When you look death, or the distinct possibility thereof, squarely in the face it tends to change your life perspective. While we all know that we won’t get outta here alive, we don’t tend to live each day like it could be our last. I am not suggesting a morbid outlook, but it has become more and more evident to me that we bustle through our days busy with work and all our many responsibilities of life often letting the lesser things dominate the greater.
I suppose that every person has their own definition of lesser and greater things. Those definitions, however, often change when weighed on the scale of life.
Last week, I didn’t feel quite up to par. Nothing big. Just a sore throat, lower temperature than normal, increased aches and fatigue. By Friday, the good doctor thought it best to not only do a CBC but also a few other tests…just to be on the safe side. I was in a hurry to get home and have my nap because the weekend was going to be filled with “the greater things.”
My daughter, Bethany, and two of my grandchildren (Dana, 4 and Ethan, 9 mths.) were coming to spend the night. Actually, Bethany was having a much needed girls night out with her BFF Holly and we were keeping the kids. Her night included some amazing tacos, a painting party, and lots of chocolate. Our evening included a walk and scooter ride around the duck pond, investigating newly hatched ducklings and an egg that didn’t quite develop, weeding and digging in the back yard flower beds, making and enjoying spaghetti, a little girl and a big bubble bath, playing beauty shop, watching the constant discoveries of a 9 month old, books, giggles, and staying up later than mommy would have approved. Tadee was tired. But what wonderful memories!
After breakfast and more outside adventures, Bethany and crew headed out to their next stop and I headed inside to freshen up for my next “greater thing.” My BFF from elementary through high school, Kay Smith McCuller, came in from Nacogdoches to take me to lunch and then to spend some time with her sister. She lost her mom to Alzheimer’s not long ago and had already laid her dad to rest. There are countless memories of growing up in and out of each other’s houses…her mom’s fruit kolaches, sleepovers, painting pet rocks, whispering and giggling into the night only to be met by a deer head (that’s another story!), bike rides, and boyfriends. Even though life has taken us different directions, when you reconnect with a friend you simply take up where you left off. Amazing. What a blessing to add another memory to the list.
After a much needed nap and time with my sweetheart sitting and talking around the fire pit on the back porch, my BFF from college, Kelly Stephens Blanscet, joined us, after attending another friend’s birthday party, to spend the night and next day. Wrapped in warmth, sitting around the fire and under the stars, we three talked until the fire and I both wore out.
After enjoying morning coffee, waffles, and more conversation, we headed out to the antique shops in Tomball and lunch on the porch of a new little eatery. The outing required several stops for me to sit and rest, but that’s ok, no one was in a hurry. More memories. Indeed, this is part of the greater things.

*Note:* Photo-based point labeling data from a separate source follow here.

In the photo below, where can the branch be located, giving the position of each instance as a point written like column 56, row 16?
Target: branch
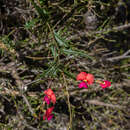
column 124, row 56
column 82, row 34
column 96, row 102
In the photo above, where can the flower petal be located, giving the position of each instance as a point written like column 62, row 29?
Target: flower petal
column 81, row 76
column 83, row 84
column 89, row 79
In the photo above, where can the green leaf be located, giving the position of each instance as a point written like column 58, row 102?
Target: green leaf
column 76, row 53
column 60, row 40
column 54, row 51
column 51, row 71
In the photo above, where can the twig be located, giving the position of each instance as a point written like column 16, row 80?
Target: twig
column 69, row 105
column 81, row 34
column 124, row 56
column 96, row 102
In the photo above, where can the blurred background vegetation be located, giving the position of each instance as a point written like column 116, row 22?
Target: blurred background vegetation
column 45, row 44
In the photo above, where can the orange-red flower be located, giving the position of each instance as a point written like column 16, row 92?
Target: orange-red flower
column 48, row 113
column 89, row 79
column 105, row 84
column 81, row 76
column 50, row 94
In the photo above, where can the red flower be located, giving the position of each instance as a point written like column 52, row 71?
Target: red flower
column 47, row 100
column 81, row 76
column 89, row 79
column 83, row 84
column 105, row 84
column 48, row 114
column 50, row 94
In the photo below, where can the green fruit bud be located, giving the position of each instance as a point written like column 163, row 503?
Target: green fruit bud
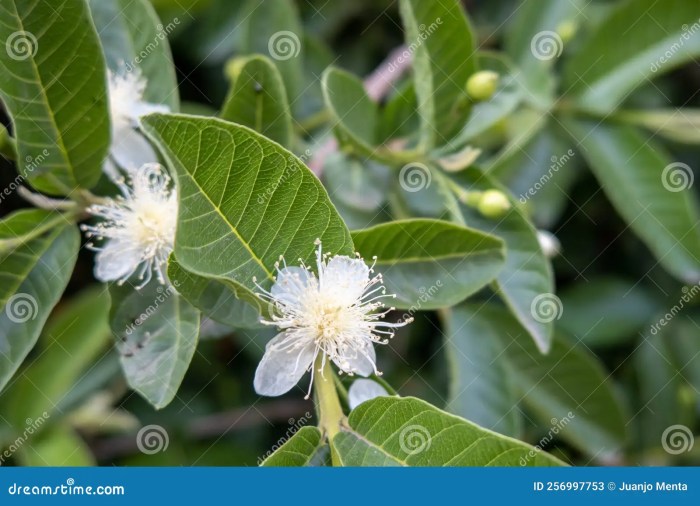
column 493, row 204
column 482, row 85
column 567, row 30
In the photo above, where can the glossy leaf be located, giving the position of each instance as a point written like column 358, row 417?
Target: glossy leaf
column 32, row 279
column 257, row 99
column 527, row 273
column 650, row 193
column 391, row 431
column 443, row 59
column 157, row 333
column 604, row 71
column 431, row 264
column 71, row 342
column 480, row 390
column 246, row 201
column 134, row 39
column 53, row 83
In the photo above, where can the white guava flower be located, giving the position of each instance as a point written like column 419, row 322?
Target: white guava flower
column 129, row 149
column 332, row 313
column 137, row 228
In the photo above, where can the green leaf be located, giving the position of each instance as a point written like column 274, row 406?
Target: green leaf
column 274, row 29
column 32, row 279
column 246, row 201
column 527, row 273
column 606, row 311
column 604, row 71
column 652, row 195
column 52, row 81
column 430, row 264
column 391, row 431
column 481, row 389
column 299, row 450
column 257, row 99
column 157, row 331
column 442, row 43
column 60, row 446
column 133, row 37
column 567, row 383
column 219, row 300
column 70, row 342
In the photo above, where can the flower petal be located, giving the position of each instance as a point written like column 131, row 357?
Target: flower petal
column 283, row 365
column 291, row 285
column 117, row 260
column 130, row 149
column 363, row 390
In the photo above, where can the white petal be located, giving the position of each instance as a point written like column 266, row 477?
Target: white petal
column 363, row 390
column 346, row 276
column 282, row 366
column 362, row 364
column 291, row 285
column 116, row 261
column 130, row 149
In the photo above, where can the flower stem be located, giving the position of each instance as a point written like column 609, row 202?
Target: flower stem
column 330, row 411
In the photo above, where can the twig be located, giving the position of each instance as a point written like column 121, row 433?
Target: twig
column 377, row 85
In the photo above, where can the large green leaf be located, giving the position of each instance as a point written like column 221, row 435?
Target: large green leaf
column 299, row 450
column 71, row 341
column 257, row 99
column 391, row 431
column 480, row 390
column 442, row 44
column 133, row 37
column 274, row 29
column 53, row 83
column 566, row 384
column 32, row 279
column 245, row 201
column 218, row 299
column 431, row 264
column 527, row 275
column 650, row 193
column 604, row 71
column 157, row 332
column 606, row 311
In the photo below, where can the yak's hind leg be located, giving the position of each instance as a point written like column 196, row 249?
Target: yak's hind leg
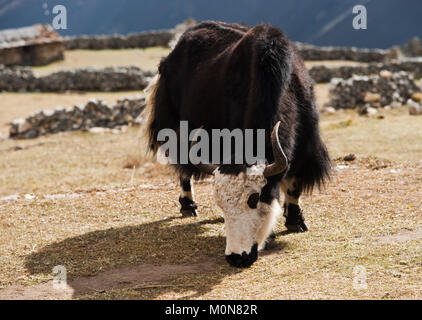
column 295, row 222
column 186, row 198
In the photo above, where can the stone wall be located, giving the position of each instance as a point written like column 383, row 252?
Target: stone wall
column 371, row 91
column 322, row 74
column 95, row 113
column 136, row 40
column 86, row 79
column 310, row 52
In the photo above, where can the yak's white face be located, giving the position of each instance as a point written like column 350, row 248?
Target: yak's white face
column 248, row 221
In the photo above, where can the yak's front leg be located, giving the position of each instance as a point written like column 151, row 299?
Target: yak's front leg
column 186, row 198
column 295, row 221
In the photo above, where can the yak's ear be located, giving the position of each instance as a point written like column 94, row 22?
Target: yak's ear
column 253, row 200
column 234, row 169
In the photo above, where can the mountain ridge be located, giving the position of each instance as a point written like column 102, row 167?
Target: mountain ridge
column 325, row 22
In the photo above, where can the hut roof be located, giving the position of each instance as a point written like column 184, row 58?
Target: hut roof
column 27, row 36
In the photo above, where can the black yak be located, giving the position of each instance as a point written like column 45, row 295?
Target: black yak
column 230, row 76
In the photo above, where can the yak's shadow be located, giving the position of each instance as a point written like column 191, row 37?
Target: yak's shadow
column 134, row 256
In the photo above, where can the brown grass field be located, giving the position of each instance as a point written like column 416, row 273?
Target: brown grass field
column 110, row 215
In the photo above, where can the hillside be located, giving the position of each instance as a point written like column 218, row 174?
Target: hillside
column 327, row 22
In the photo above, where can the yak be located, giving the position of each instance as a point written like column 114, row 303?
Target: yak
column 231, row 76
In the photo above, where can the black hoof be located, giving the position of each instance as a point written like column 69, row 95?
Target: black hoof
column 300, row 227
column 188, row 207
column 270, row 242
column 188, row 212
column 295, row 222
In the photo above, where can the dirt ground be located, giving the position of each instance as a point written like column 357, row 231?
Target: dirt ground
column 96, row 205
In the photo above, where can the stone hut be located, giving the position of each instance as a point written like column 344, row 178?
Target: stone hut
column 33, row 46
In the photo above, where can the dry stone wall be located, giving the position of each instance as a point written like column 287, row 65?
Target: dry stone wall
column 136, row 40
column 310, row 52
column 371, row 91
column 95, row 113
column 322, row 74
column 21, row 79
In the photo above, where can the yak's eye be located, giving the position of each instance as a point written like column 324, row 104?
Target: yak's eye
column 253, row 200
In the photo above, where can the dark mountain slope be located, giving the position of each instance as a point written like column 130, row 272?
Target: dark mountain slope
column 323, row 22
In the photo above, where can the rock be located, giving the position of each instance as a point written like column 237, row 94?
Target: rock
column 350, row 157
column 374, row 91
column 414, row 107
column 95, row 116
column 417, row 97
column 371, row 112
column 372, row 97
column 83, row 79
column 385, row 74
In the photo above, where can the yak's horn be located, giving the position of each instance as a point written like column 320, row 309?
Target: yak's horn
column 206, row 168
column 280, row 160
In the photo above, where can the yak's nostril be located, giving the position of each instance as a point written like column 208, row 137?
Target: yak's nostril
column 243, row 260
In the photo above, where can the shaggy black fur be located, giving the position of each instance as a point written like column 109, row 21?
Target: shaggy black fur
column 231, row 76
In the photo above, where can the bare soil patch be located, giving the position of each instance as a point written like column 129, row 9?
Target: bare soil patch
column 128, row 277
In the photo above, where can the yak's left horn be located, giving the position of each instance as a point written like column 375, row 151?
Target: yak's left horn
column 207, row 168
column 280, row 160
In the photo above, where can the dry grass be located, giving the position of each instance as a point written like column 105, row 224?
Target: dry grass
column 107, row 216
column 146, row 59
column 106, row 222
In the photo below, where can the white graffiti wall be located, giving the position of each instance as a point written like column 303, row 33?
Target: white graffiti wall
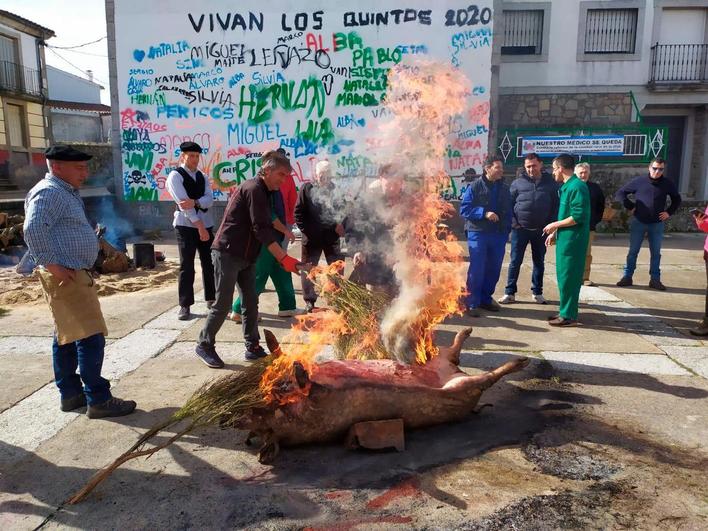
column 240, row 78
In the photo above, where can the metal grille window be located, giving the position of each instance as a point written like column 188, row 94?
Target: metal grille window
column 523, row 32
column 635, row 145
column 611, row 30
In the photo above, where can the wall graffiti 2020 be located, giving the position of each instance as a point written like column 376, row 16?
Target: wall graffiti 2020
column 240, row 81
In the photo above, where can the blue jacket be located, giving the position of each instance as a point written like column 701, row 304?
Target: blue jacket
column 649, row 197
column 483, row 196
column 535, row 204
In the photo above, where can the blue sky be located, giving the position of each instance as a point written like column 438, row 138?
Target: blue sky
column 74, row 22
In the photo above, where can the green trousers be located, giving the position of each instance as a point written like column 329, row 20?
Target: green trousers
column 571, row 249
column 268, row 267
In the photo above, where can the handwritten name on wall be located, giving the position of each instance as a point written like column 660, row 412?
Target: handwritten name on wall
column 239, row 81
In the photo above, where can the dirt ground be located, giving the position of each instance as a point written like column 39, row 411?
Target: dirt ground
column 550, row 448
column 16, row 289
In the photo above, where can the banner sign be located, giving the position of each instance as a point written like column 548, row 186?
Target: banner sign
column 606, row 145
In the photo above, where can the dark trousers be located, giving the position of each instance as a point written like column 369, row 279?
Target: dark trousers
column 86, row 355
column 311, row 254
column 189, row 244
column 230, row 272
column 486, row 257
column 520, row 238
column 705, row 258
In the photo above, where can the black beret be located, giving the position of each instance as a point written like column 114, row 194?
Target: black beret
column 60, row 152
column 190, row 147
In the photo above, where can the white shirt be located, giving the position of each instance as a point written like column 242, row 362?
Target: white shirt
column 187, row 218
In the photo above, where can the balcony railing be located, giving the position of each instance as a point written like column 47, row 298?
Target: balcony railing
column 679, row 63
column 19, row 79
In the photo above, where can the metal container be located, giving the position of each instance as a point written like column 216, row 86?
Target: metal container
column 144, row 255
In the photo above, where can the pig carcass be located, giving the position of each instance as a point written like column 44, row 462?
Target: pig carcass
column 339, row 394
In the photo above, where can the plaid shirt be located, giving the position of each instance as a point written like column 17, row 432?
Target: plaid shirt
column 56, row 228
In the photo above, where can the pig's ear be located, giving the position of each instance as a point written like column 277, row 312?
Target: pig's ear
column 272, row 343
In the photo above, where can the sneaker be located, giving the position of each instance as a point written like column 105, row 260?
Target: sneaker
column 115, row 407
column 656, row 284
column 490, row 306
column 209, row 356
column 701, row 329
column 562, row 321
column 75, row 402
column 236, row 317
column 472, row 312
column 290, row 313
column 538, row 299
column 507, row 299
column 255, row 353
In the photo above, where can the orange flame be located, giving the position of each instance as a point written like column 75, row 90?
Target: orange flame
column 423, row 101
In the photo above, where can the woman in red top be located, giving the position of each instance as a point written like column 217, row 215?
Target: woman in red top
column 702, row 223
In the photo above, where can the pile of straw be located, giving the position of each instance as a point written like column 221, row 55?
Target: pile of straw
column 225, row 401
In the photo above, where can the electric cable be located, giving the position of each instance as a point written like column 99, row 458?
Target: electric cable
column 76, row 67
column 78, row 45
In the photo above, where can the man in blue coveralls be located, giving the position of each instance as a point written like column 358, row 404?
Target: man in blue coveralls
column 486, row 208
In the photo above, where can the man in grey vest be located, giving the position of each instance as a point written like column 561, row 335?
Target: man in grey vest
column 193, row 223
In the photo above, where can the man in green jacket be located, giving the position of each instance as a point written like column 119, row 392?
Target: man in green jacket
column 571, row 233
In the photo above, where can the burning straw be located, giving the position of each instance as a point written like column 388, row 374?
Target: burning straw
column 360, row 324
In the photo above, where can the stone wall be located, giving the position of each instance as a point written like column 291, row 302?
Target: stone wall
column 541, row 110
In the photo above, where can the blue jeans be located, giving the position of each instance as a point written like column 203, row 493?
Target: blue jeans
column 87, row 355
column 520, row 238
column 655, row 233
column 486, row 257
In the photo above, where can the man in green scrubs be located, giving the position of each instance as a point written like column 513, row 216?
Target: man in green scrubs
column 571, row 233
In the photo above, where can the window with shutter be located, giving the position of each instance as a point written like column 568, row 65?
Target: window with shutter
column 611, row 31
column 523, row 32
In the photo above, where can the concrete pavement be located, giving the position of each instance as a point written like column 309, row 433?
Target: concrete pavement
column 624, row 394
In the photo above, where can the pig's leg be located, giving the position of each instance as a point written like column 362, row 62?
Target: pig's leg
column 269, row 450
column 452, row 353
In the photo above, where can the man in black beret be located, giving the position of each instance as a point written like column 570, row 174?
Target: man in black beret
column 64, row 246
column 193, row 222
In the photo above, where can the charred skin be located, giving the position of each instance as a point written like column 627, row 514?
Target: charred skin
column 343, row 393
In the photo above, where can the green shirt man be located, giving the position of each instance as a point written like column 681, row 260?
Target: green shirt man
column 571, row 232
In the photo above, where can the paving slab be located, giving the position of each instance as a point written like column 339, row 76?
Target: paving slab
column 37, row 418
column 612, row 362
column 693, row 358
column 591, row 294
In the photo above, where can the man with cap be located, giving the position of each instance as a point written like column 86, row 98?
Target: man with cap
column 193, row 223
column 64, row 246
column 245, row 228
column 318, row 215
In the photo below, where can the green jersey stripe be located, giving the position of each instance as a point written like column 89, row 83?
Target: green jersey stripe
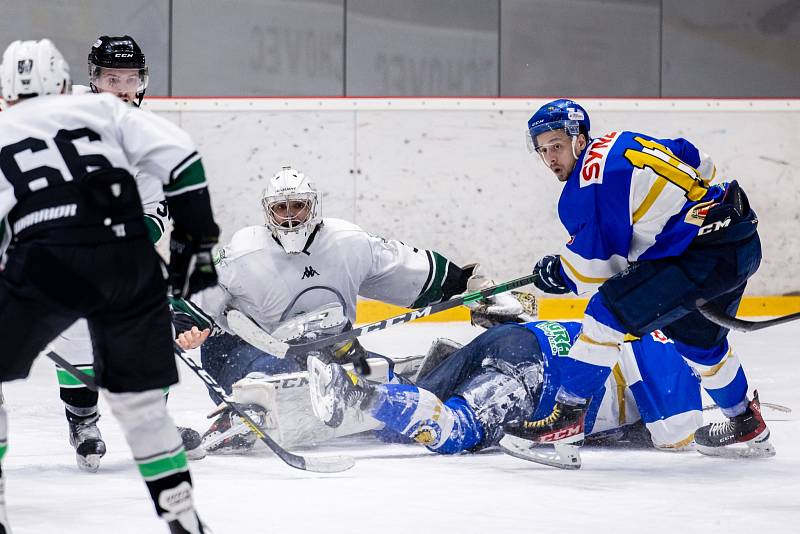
column 163, row 466
column 65, row 378
column 192, row 176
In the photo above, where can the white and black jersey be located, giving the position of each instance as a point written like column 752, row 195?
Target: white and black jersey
column 50, row 140
column 80, row 246
column 340, row 262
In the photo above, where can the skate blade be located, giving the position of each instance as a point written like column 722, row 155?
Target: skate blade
column 211, row 444
column 562, row 456
column 198, row 453
column 89, row 463
column 758, row 447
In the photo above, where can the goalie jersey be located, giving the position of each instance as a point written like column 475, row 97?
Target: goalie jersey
column 651, row 382
column 342, row 261
column 632, row 197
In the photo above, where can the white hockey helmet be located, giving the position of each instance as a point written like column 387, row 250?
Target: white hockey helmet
column 292, row 208
column 33, row 68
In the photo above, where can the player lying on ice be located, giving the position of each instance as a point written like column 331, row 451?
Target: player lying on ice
column 512, row 372
column 296, row 264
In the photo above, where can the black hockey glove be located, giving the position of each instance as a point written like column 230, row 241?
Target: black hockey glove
column 186, row 278
column 549, row 279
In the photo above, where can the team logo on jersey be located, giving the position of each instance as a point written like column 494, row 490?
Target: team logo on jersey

As I collapsed into the covers for a much-needed nap, the events of the weekend played in my mind. Just as Bethany and Holly celebrated their friendship through the medium of paint, each memory made creates a brush stroke on the masterpiece of our lives. Each connection is a thread in our life tapestry. Each day enlarges the final work, but we don’t know when the last touch will be added or what size it will turn out to be. All we can do is choose the colors.
Paint well.
“So we do not lose heart. Though our outer self is wasting away,
our inner self is being renewed day by day.
For this light momentary affliction is preparing for us
an eternal weight of glory beyond all comparison,
as we look not to the things that are seen but to the things that are unseen.
For the things that are seen are temporal, but the things that are unseen are eternal.”